Phase 07 // Course Syllabus Chapter

Macroeconomics 101: Central Banks & Interest Rates.

Part of our masterclass path. We systematically cover risk, logic, and mechanics to build professional edge.

Edge Tier Access 25 min read / 15 min video
01_Curriculum_Brief

What is covered in this chapter

The Engine of Exchange Rates

Interest rates are the single most powerful driver of currency values in the global financial markets. Central banks—such as the Federal Reserve (Fed), the Bank of England (BoE), and the European Central Bank (ECB)—manipulate interest rates to control inflation and stabilize economic growth.

Key Concept: Capital flows toward yield. When a central bank raises its benchmark interest rate, deposits denominated in that currency earn higher interest. Foreign investors buy that currency to capture the higher yield, driving demand and causing the currency to appreciate.

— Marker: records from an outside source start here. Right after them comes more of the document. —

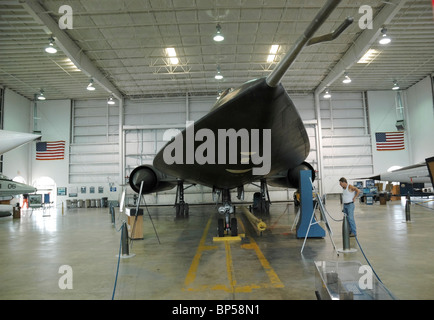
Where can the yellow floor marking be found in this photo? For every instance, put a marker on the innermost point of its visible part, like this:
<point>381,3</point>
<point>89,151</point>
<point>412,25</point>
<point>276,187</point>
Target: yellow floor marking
<point>233,287</point>
<point>191,275</point>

The Mandate of Central Banks

Central banks operate under a dual mandate: stable prices (controlling inflation, usually targeted at 2%) and maximum sustainable employment. Their policy tools include:

  • Interest Rate Policy: Adjusting lending rates to expand or contract economic borrowing.
  • Quantitative Easing/Tightening (QE/QT): Buying or selling government debt to inject or drain liquidity from the banking system.
  • Forward Guidance: Using speeches and reports to prepare the market for future policy adjustments.